St. Neilos (5th century) composed a discourse (included in the Philokalia) on ascetic practice for the monks under his charge, but the work disappoints the modern reader because of its elementary exhortations and its impatient tone of voice.
Perhaps his monks were worldly men who needed basic instruction. Or perhaps they were particularly ill-willed. Neilos rails against all the monks of his day as being ignorant, arrogant (with a “Pharisaic superciliousness”), deceitful, and covetous. He expounds on the dangers of property, on the frequenting of cities, on the evils of commerce, farming, and the professions. He widens his criticisms to include teachers of monks and spiritual directors, whom he describes as equally “disgraceful.” All of this Neilos writes using strained and awkward analogies to events and characters of the Old Testament.
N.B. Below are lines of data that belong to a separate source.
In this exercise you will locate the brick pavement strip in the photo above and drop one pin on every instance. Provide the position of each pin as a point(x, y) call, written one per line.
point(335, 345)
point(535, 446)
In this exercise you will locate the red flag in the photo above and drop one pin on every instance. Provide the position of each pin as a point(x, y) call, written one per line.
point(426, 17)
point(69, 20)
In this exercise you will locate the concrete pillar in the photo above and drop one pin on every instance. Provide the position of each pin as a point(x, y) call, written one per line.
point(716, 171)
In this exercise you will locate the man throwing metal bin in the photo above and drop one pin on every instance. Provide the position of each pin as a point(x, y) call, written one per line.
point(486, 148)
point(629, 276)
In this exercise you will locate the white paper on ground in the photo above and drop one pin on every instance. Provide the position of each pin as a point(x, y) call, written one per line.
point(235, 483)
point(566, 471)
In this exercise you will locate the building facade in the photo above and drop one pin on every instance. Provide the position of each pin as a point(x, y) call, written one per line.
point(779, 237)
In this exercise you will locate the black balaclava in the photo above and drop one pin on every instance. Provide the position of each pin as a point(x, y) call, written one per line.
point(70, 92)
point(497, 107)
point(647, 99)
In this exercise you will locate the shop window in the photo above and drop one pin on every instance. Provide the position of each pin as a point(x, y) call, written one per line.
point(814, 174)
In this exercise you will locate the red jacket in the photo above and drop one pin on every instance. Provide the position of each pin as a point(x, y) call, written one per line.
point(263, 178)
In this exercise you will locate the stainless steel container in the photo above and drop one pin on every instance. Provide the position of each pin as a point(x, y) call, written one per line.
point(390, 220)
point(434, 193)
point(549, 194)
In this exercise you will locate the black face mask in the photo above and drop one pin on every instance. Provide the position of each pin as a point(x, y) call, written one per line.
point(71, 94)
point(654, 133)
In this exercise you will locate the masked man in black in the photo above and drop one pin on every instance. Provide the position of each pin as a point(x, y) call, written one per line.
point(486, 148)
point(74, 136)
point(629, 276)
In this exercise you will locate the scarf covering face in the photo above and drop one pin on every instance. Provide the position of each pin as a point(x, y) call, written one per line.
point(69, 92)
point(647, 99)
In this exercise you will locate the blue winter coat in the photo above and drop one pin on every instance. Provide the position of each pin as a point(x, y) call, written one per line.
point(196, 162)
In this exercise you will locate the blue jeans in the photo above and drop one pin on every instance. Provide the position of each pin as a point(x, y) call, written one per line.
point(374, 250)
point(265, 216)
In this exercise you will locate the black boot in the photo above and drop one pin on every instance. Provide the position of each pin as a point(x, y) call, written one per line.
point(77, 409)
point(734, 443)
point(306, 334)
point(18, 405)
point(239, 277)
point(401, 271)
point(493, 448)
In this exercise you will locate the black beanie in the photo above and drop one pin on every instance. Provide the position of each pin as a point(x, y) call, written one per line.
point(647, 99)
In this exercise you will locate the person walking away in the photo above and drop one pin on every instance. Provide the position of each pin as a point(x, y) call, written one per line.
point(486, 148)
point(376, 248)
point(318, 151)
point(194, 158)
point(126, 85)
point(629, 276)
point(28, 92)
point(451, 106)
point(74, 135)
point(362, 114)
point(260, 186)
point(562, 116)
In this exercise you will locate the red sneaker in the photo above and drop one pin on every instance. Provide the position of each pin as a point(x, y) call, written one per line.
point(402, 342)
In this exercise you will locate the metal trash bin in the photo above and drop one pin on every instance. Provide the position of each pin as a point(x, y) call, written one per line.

Neilos indicates that “outward practices of asceticism” are but the initial step for successful monastic life on the way to what he calls “stillness.” But he does not elaborate on stillness, expending his written efforts on exhorting his recalcitrant monks. It seems an exasperating task. At least Neilos closes more positively:
If our attachment to things gives them this power over our intelligence and stops the senses from functioning, how much more should the love of wisdom cause our intellect to renounce both sensory things and the senses themselves, lifting it up and concentrating it upon the contemplation of spiritual things?